Other merchants along this hard-hit block say they’re determined to stick it out because of their ties to the community. “I’ve been here 16 years,” said Jackie Jones, owner of Jones Coffee Co., a gourmet-coffee and collectibles shop in the Northridge Garden Plaza. “It’s like home.”

Jones received a $31,000 SBA loan that helped her stay in business, but the shop’s sales are still off by 40%. Some customers haven’t returned because they’re still out of their homes, and those who have come back avoid buying the fragile dishes and porcelain sold at the shop. So Jones has stocked up on items that don’t break, including pillows, baskets and “more candles than I’ve ever bought in my life.” Each day she opens her door, “it makes you feel like you have the strength to get it all done.”
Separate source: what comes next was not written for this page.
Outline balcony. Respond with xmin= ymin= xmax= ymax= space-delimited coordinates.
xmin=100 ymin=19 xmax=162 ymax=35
At the Discovery Shop next door, the earthquake was only the first disaster to strike last year. Two weeks after the nonprofit resale store reopened in September after earthquake repairs, a water heater pipe broke and flooded the shop, destroying much of the merchandise. Then in October, a late-night fire caused by a faulty light fixture could have burned the whole complex, were it not for two diners at the Truly Yours restaurant a few doors away who spotted the blaze and called for help. The damage was confined to the front of the shop.

Despite the “nightmare” of the past year, the Discovery Shop’s manager, Jill Angel, said she isn’t letting this anniversary go unobserved. The store is having an “earthquake survival” party, complete with Shake-and-Bake chicken and rocky road ice cream. “We survived it all,” Angel said, “and we’re still smiling.”